Когда ночь подошла к концу, они все еще не могли оторваться друг от друга. Спустя неделю они уже встречались в его квартире. А через месяц Бруно стал полноправным членом их молодежной компании, и даже Джо, брат Лиллиан, считал, что он «молодчага».
И вот сейчас Клара стоит у резной дубовой двери отцовского кабинета, прислушиваясь к низким раскатам его баритона, громыхающего, как замедляющий ход поезд. Мать всхлипывает и жалуется. Они о чем-то сердито спорят. Нет, они не ссорятся. Они говорят о Кларе, недовольные тем, что впервые в жизни она осмелилась их ослушаться.
Она, словно защищаясь, положила руку на живот и заморгала, прогоняя слезы. Праздник в честь помолвки должен состояться завтра вечером; фотограф, повар, важные друзья родителей уже выбраны и приглашены. Ричард Гэллагер, папин компаньон, позвал дюжину гостей, желая похвастаться тем, какая невеста досталась его сыну. Приглашения были разосланы десять дней назад, и всего несколько визиток вернулись с отказом. Джеймс Гэллагер, будущий жених Клары, отправил ювелиру кольцо покойной матери с двухкаратным бриллиантом, велев присовокупить к нему еще четыре камня. Рут купила Кларе платье и наняла парикмахера, чтобы он уложил ей волосы. Казалось, все устроилось наилучшим образом. Гости думают, что их пригласили на празднование годовщины свадьбы Рут и Генри, но перед ужином им преподнесут сюрприз: новость о помолвке Джеймса и Клары.
Вдруг она почувствовала запах гнилых яиц, исходивший от застоявшейся воды в вазе на вишневом приставном столике. Горло сдавил спазм. Она отошла от двери и зажала рот и нос рукой, едва сдерживая рвоту. Если она еще долго будет стоять в коридоре, репетируя свою речь, то упадет в обморок. Или ее вырвет. Сейчас или никогда.

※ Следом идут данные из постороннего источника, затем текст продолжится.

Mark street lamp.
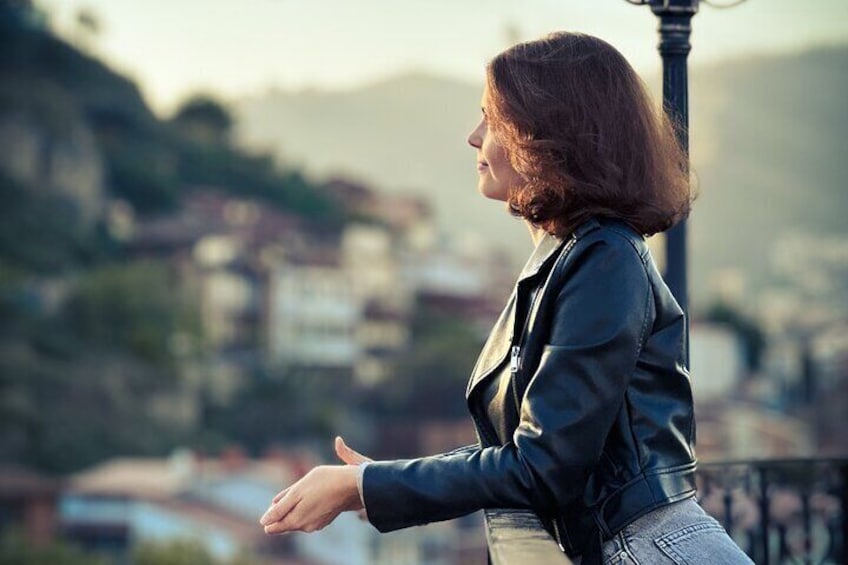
[627,0,699,365]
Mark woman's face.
[468,81,521,202]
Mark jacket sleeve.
[363,235,653,532]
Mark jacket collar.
[518,229,563,281]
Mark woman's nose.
[466,121,483,149]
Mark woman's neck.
[524,221,545,247]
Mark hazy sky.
[36,0,848,114]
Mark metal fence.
[486,458,848,565]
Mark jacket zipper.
[509,236,577,417]
[554,517,566,553]
[509,236,577,555]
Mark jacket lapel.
[465,234,563,399]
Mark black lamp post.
[627,0,699,365]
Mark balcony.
[486,458,848,565]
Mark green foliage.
[0,531,105,565]
[178,143,344,228]
[133,539,255,565]
[199,369,342,453]
[172,95,233,144]
[0,171,101,274]
[64,261,199,366]
[375,308,482,420]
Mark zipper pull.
[509,345,521,373]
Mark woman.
[261,33,750,564]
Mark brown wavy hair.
[486,32,692,236]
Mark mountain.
[236,46,848,306]
[235,73,531,259]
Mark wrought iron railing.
[698,459,848,565]
[486,458,848,565]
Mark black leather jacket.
[362,219,695,556]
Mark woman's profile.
[261,32,750,564]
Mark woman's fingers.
[335,436,372,465]
[259,489,298,526]
[271,486,291,504]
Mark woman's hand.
[335,436,373,465]
[259,437,372,534]
[259,465,362,534]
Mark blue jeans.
[574,498,753,565]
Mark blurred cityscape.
[0,0,848,564]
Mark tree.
[172,94,233,145]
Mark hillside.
[237,46,848,304]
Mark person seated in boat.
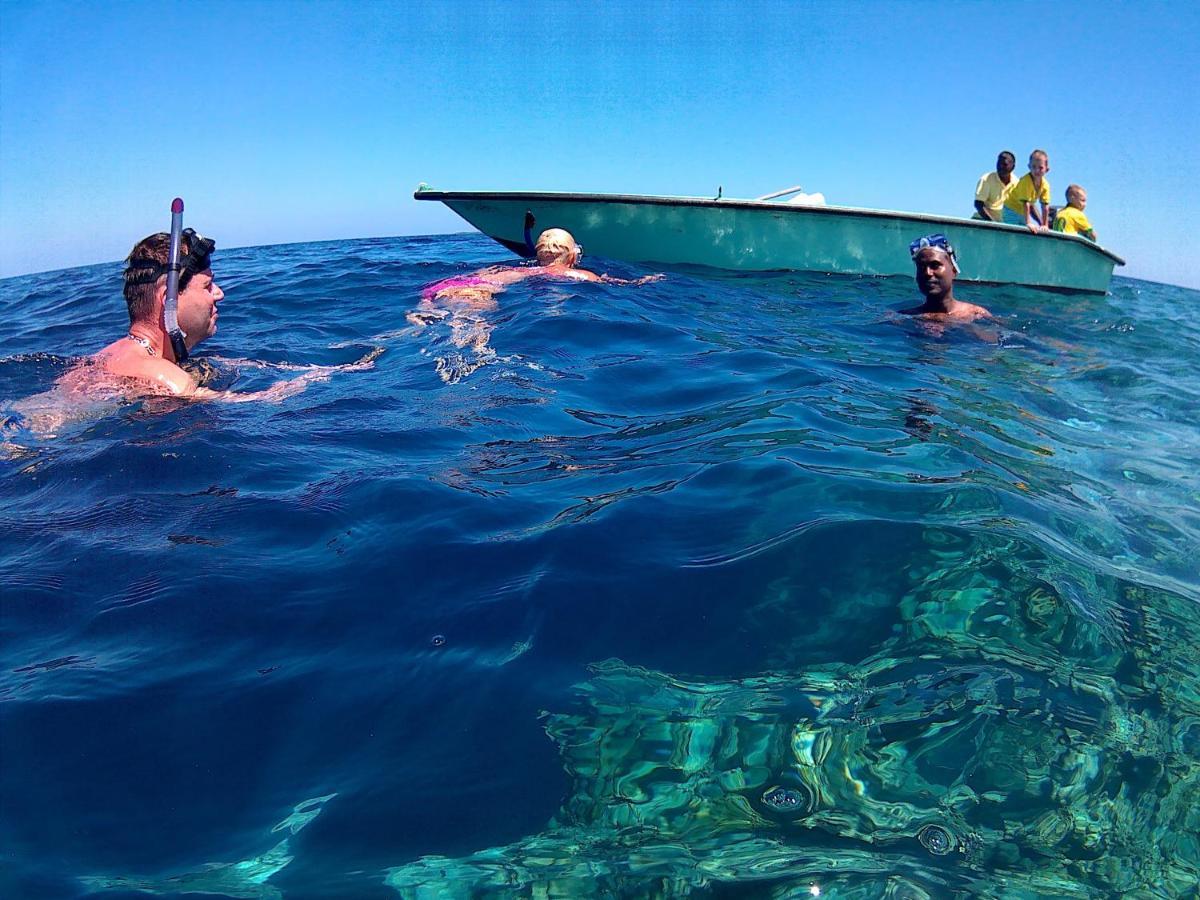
[1054,185,1096,244]
[901,234,994,324]
[1003,150,1050,234]
[5,228,382,436]
[971,150,1018,222]
[421,228,662,308]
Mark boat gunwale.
[413,190,1126,265]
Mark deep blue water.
[0,235,1200,898]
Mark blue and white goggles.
[908,234,959,275]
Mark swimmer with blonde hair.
[412,228,662,308]
[407,228,664,384]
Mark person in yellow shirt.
[971,150,1016,222]
[1003,150,1050,234]
[1054,185,1096,242]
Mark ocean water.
[0,235,1200,899]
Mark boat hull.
[414,190,1124,293]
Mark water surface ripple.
[0,235,1200,898]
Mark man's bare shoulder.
[88,341,196,395]
[950,300,995,322]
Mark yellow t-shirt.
[1054,206,1092,234]
[1004,172,1050,216]
[976,169,1018,222]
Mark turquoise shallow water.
[0,235,1200,898]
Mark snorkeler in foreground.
[901,234,995,324]
[59,207,379,403]
[0,199,383,444]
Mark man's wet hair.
[125,228,216,324]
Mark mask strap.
[163,197,187,362]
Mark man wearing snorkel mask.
[103,228,224,396]
[901,234,992,322]
[81,228,382,403]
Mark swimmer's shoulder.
[92,348,197,396]
[563,269,600,281]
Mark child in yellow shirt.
[1003,150,1050,234]
[1054,185,1096,242]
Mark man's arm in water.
[172,347,383,403]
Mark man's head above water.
[904,234,990,320]
[125,228,224,348]
[534,228,581,266]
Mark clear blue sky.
[0,0,1200,288]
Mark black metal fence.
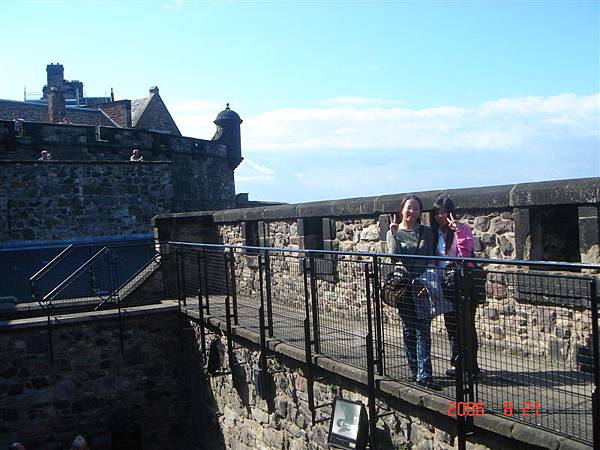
[168,242,600,445]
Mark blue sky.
[0,0,600,202]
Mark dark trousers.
[444,305,479,372]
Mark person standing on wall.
[386,195,441,390]
[431,197,479,377]
[129,148,144,162]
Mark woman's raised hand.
[446,213,458,231]
[388,214,400,237]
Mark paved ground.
[180,296,593,443]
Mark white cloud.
[171,94,600,154]
[163,0,185,11]
[319,96,391,106]
[243,94,600,151]
[235,158,275,183]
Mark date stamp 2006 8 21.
[448,402,541,417]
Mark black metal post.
[265,250,273,337]
[196,251,205,318]
[590,278,600,448]
[107,249,125,355]
[454,261,467,450]
[46,301,54,366]
[180,249,187,306]
[175,247,181,312]
[229,248,240,325]
[224,266,233,366]
[301,257,316,425]
[202,247,210,314]
[371,256,385,375]
[312,254,321,353]
[365,263,377,450]
[198,288,206,367]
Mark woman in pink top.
[431,197,479,377]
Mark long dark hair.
[398,194,423,223]
[429,197,456,254]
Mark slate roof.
[131,94,154,128]
[0,99,118,127]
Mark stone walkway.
[186,296,593,443]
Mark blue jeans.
[401,311,433,381]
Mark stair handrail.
[29,244,75,301]
[94,252,161,309]
[42,247,110,302]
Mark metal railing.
[34,242,161,362]
[169,242,600,445]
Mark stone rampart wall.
[186,321,589,450]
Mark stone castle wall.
[0,121,235,242]
[0,306,206,450]
[155,179,600,370]
[0,161,173,242]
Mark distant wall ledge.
[0,159,173,166]
[198,177,600,223]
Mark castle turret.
[48,86,66,123]
[46,63,65,90]
[212,103,244,169]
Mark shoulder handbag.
[381,225,423,308]
[442,255,487,305]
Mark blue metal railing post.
[590,278,600,448]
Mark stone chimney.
[48,87,66,123]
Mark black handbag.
[442,261,487,305]
[381,266,412,308]
[381,225,423,308]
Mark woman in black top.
[386,195,440,390]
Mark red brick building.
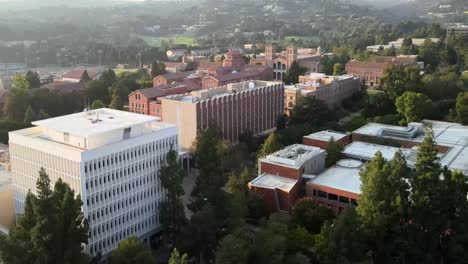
[162,81,284,149]
[248,144,326,214]
[346,56,418,86]
[303,130,351,149]
[128,84,195,117]
[306,159,363,214]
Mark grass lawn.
[137,35,197,47]
[367,89,383,97]
[284,36,320,41]
[114,69,138,75]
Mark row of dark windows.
[89,204,156,237]
[313,189,357,205]
[84,140,175,173]
[85,159,164,190]
[90,218,156,255]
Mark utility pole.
[98,50,102,67]
[138,52,141,68]
[57,53,62,68]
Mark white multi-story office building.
[9,108,178,255]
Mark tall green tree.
[380,65,422,100]
[109,90,123,110]
[24,106,36,125]
[357,152,409,263]
[314,206,367,264]
[26,71,41,88]
[3,75,31,122]
[325,138,343,168]
[151,61,166,78]
[168,248,188,264]
[283,61,307,84]
[110,236,155,264]
[395,92,432,123]
[91,100,106,109]
[99,69,117,87]
[257,133,283,158]
[290,96,333,128]
[292,198,334,234]
[160,149,187,245]
[85,80,110,104]
[216,230,252,264]
[0,169,88,264]
[190,127,226,213]
[333,63,344,76]
[455,92,468,125]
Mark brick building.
[250,44,322,80]
[346,55,418,86]
[303,130,351,149]
[306,159,363,214]
[128,84,196,118]
[153,71,200,87]
[284,73,361,115]
[248,144,326,214]
[161,81,284,149]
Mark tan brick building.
[162,81,284,149]
[346,55,418,86]
[252,144,326,214]
[284,73,361,115]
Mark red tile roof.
[62,70,99,80]
[43,81,85,94]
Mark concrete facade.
[9,108,178,255]
[162,81,284,149]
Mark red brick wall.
[306,183,360,215]
[153,76,168,87]
[128,91,150,115]
[202,78,222,89]
[303,135,351,149]
[260,162,303,180]
[249,181,302,215]
[352,133,450,153]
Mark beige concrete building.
[162,81,284,149]
[284,73,361,115]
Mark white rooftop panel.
[32,108,164,137]
[305,130,347,141]
[250,173,297,192]
[343,141,411,160]
[309,160,362,194]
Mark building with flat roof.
[252,144,326,214]
[248,173,301,214]
[346,55,418,86]
[9,108,178,255]
[306,159,363,214]
[250,44,323,80]
[303,130,351,149]
[447,24,468,39]
[352,120,468,175]
[284,73,361,115]
[162,81,284,149]
[0,163,16,234]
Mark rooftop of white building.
[163,80,282,103]
[0,165,12,191]
[32,108,165,137]
[308,159,363,194]
[261,144,325,168]
[10,108,177,151]
[304,130,348,141]
[343,141,411,160]
[249,173,297,192]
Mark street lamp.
[138,52,141,68]
[98,50,102,67]
[57,53,62,68]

Она постучала в дверь кабинета.
— В чем дело? — прогремел отец.
— Это я, — сдавленным голосом ответила Клара. Она тихонько кашлянула и продолжила: — Я, Клара. Можно мне войти?
— Входи! — рявкнул отец.
Клара положила руку на дверную ручку и стала поворачивать ее, но заметила, что второй рукой прикрывает живот. Кровь бросилась ей в лицо, и она опустила руки по швам. Она прекрасно знала, что мать внимательно за ней следит: измеряет взглядом раздавшуюся талию, подмечает разыгравшийся по утрам аппетит, подсчитывает испачканные кровью матерчатые прокладки под раковиной в ванной. Если бы Клара вошла в кабинет, положив руку на живот, она бы сразу поняла, что ее худшие опасения оправдались.
Клара сделала глубокий вдох и открыла дверь.
Мать сидела на розовой козетке рядом с кирпичным камином, обмахиваясь цветистым веером. Одну ногу она закинула на обитый стул. Каштановые волосы, как обычно, были уложены свободным узлом на затылке в стиле «девушек Гибсона». Клара удивилась, увидев, что ее длинная пышная юбка задралась, обнажив бледные лодыжки над зашнурованными туфлями с острым мыском. Мать говорила, что руки и ноги у приличной женщины всегда должны быть прикрыты, что бы ни случилось. «Наверное, она сильно расстроена», — подумала Клара.
Сложно сказать, в какой момент это началось, но постепенно Клара прониклась презрением к ее викторианским платьям, старомодным прическам, кольцам и брошам-камеям. Вычурные манеры и устаревшие выражения матери казались ей лицемерными. Девушку передергивало, когда она слышала в коридоре шелест ее многослойных юбок и стук каблуков.